In the statistical model, reproducing an artwork is related to expansion of the extensional frame due to the Rényi map. It is evident in the fact that the psychological time has doubled up, which coincides to going a step backward in the intrinsic one. Consequently, replicas exhibit decreased complexity, as the arrow opposes self-organization. In such an instance, the ontological time corresponds to a part of the artwork that has not been created yet, and it decreases as well as the intrinsic time.

Such a conception of creativity has been supported by Sergieu Celibidache who was a Romanian conductor, composer and teacher.
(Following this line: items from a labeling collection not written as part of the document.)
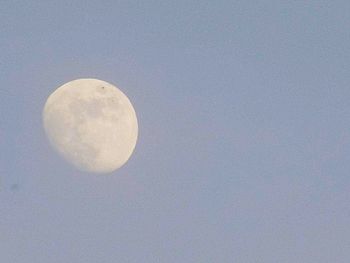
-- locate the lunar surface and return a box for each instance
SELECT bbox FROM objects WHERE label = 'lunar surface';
[43,79,138,173]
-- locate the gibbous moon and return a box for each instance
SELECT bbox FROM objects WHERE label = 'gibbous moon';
[43,79,138,173]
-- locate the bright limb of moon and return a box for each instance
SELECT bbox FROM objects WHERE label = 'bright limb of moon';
[43,79,138,173]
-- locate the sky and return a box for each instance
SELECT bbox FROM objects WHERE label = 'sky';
[0,0,350,263]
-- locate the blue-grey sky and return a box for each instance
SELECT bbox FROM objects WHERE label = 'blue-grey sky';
[0,0,350,263]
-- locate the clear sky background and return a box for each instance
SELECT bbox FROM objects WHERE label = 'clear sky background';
[0,0,350,263]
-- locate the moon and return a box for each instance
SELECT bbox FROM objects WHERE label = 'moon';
[42,79,138,173]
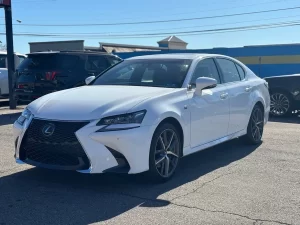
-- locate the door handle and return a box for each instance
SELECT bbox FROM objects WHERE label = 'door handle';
[245,87,252,92]
[220,93,228,99]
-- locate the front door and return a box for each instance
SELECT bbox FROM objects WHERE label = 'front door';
[188,58,229,148]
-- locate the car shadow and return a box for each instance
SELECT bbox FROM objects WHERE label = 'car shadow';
[269,113,300,124]
[0,139,258,225]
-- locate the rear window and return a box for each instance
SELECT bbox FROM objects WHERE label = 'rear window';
[18,54,79,70]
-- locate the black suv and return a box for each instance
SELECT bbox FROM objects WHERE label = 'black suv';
[15,51,122,101]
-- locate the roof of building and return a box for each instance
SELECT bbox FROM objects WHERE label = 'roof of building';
[28,40,84,45]
[157,36,187,44]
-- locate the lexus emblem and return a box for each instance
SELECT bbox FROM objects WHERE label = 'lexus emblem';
[42,123,55,137]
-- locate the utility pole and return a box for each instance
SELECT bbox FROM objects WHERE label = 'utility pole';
[0,0,17,109]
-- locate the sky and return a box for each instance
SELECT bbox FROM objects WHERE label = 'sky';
[0,0,300,53]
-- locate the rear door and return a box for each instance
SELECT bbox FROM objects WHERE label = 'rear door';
[216,57,252,135]
[188,58,229,148]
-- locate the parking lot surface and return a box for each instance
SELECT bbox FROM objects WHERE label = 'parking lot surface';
[0,118,300,225]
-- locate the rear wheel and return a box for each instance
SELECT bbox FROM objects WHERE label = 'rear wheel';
[148,123,182,182]
[270,91,292,117]
[245,105,264,145]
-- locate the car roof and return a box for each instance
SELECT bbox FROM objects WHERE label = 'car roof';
[127,53,230,60]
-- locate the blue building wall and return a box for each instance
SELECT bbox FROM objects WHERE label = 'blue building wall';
[116,44,300,77]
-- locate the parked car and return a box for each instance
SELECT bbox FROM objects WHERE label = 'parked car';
[14,54,270,181]
[265,74,300,117]
[0,51,26,98]
[15,51,121,101]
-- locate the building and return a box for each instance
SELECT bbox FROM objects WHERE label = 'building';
[29,36,300,77]
[29,36,187,53]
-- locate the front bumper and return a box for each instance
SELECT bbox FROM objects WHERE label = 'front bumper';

His approach to music making is often characterized by what he abstained from rather than what he actively pursued [43]. He was principal conductor of the Munich Philharmonic, Berlin Philharmonic and several European orchestras. Later in life, he taught at the Mainz University in Germany and the Curtis Institute of Music in Philadelphia. But he frequently refused to release his performances on commercial recordings throughout his lifetime, since in that manner, a listener might not obtain the original observation [44]. Many recordings of his performances were released posthumously. In his insistence on the originality of artistic expression, some discern echoes of Zen Buddhism, exemplified by the concept “ichi-go ichi-e”, which translates to “for this time only”, “never again”, or “one chance in a lifetime”. The term reminds one to cherish any gathering that he partakes in, citing the fact that it is original and unique.

The ontological time that is a part of the artwork yet to be observed or created aligns with the concept of reverse perspective, which concerns a harmonious fusion of composition and construction. The traditional iconography presents a future kingdom of the Lord, which is concurrent to a dyadic interpretation of the creative process [45]. On the other hand, the modern painting presents the psychological time implying the linear order of real numbers. Concepts are confronted in the Presentation of the Virgin, which is a traditional icon that was painted by Tintoretto as well (Figure 10).
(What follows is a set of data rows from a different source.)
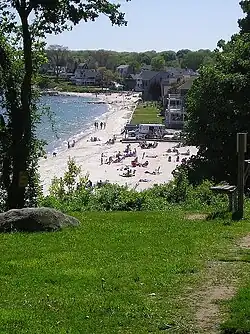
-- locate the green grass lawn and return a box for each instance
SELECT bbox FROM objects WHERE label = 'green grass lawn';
[0,211,250,334]
[131,103,163,124]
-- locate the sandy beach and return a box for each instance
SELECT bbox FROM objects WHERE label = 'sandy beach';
[39,93,197,194]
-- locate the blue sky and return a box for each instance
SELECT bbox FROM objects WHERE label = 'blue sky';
[47,0,242,51]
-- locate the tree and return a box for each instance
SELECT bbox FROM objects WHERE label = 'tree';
[46,45,69,80]
[181,50,211,71]
[151,56,165,71]
[186,1,250,184]
[0,0,130,208]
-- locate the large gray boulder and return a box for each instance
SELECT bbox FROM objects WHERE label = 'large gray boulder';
[0,207,80,232]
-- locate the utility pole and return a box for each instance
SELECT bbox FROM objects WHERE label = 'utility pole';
[237,133,247,219]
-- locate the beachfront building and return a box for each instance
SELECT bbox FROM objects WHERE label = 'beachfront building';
[165,94,185,129]
[134,70,173,100]
[72,63,101,86]
[116,65,133,78]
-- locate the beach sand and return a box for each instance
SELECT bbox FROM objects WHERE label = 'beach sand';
[39,93,197,194]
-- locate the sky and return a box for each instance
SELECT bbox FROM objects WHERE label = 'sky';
[47,0,243,52]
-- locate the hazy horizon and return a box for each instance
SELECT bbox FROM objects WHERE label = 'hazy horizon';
[46,0,243,52]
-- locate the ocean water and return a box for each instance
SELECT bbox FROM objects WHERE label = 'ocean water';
[37,95,108,153]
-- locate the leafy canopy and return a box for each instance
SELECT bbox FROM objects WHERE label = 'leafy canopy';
[186,0,250,184]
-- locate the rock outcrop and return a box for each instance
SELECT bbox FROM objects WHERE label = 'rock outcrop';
[0,207,80,232]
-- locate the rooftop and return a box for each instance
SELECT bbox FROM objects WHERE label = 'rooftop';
[178,77,197,91]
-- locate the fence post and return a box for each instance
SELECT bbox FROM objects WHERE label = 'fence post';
[237,133,247,219]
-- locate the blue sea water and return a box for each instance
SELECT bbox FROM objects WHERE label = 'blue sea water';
[37,95,108,153]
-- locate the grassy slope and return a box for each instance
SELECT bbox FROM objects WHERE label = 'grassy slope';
[131,104,162,124]
[0,211,249,334]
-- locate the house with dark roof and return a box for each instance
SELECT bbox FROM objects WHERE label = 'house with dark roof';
[164,76,197,129]
[72,63,101,86]
[116,65,133,78]
[134,70,173,100]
Psychological time is depicted through the narrowing staircase in the linear perspective, being the overall content of modern painting. On the opposite, the ontological time, which is a supplementary concept, has emerged in the reverse perspective of the icon.

5. Conclusions

In the statistical model of artwork signal processing, two arrows of time emerge which are opposed and dual to each other. The intrinsic time, corresponding to the time operator of wavelets, is established through a multiscale representation of traditional iconography. The psychological time, associated with a spatial domain, is linked to the default timeline of music. The sensation of temporality, manifested through an expansion of the timeline, is presented by the Rényi map. The evolution follows the increase in irreducible randomness, which is akin to the formulation of the second law.
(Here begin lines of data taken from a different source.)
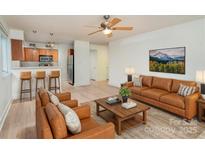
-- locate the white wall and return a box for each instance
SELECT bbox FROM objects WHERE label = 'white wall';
[109,19,205,86]
[74,40,90,86]
[90,44,108,81]
[0,16,12,129]
[9,29,24,40]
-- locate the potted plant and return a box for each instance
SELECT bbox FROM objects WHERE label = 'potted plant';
[119,87,131,103]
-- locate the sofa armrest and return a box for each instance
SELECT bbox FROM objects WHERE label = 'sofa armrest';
[61,99,78,108]
[73,105,91,120]
[69,122,115,139]
[122,81,134,88]
[185,92,200,120]
[55,92,71,102]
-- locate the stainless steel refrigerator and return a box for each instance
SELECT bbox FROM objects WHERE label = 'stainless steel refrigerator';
[68,49,75,85]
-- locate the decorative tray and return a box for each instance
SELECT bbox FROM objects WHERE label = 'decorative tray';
[106,98,121,105]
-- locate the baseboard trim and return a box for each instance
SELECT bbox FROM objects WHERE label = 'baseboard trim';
[0,99,13,131]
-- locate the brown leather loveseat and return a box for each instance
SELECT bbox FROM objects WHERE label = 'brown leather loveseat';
[36,91,115,139]
[125,76,200,120]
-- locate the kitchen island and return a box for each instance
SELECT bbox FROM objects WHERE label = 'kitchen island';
[11,66,62,99]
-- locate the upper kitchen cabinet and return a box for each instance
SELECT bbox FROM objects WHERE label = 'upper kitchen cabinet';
[11,39,24,60]
[24,48,39,62]
[49,49,58,62]
[24,47,58,63]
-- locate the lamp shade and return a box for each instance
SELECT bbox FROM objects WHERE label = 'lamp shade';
[196,70,205,83]
[125,67,135,75]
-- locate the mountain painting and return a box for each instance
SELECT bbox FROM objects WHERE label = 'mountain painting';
[149,47,185,74]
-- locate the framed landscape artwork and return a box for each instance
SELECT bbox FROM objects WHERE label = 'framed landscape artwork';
[149,47,186,74]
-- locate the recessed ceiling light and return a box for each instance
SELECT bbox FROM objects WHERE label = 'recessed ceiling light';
[33,30,37,34]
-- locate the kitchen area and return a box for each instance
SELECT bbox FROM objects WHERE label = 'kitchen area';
[10,30,68,99]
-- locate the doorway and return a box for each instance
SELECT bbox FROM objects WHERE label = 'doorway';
[90,50,97,81]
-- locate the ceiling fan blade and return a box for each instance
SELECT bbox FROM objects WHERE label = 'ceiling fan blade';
[112,27,133,30]
[107,33,112,38]
[88,29,103,35]
[108,18,122,27]
[84,25,101,28]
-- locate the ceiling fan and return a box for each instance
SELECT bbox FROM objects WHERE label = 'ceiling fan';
[88,15,133,38]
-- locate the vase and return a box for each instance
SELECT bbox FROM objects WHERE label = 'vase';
[122,96,128,103]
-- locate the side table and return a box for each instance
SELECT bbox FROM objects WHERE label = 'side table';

A dual statement, addressing the increase in complexity, defines self-organization. It has established the arrow corresponding to organization and creativity, which corresponds to intrinsic time. The concept is concurrent to an ontological time which refers to the part of an artwork having been unobserved or uncreated. An interrelation between these concepts is illustrated by the spirals of real or dyadic numbers, which completes the paper’s aim to elucidate the problem of the time arrow in terms of artistic creation.

The model is intricately linked to the theory of musical forms, where symmetry assumes a central role. It has been corroborated as well by experimental results concerning the originality issue. Additionally, a correlation with the perspective problem is noted. The model has a substantial implication for art theory in terms of vertical time, which is the conception that primarily applies to poetry. Some repercussions to neuroaesthetics and psychophysics have already been indicated. It is eventually related to concepts of observation and measurement, which is the crucial problem in physics requiring a general resolution.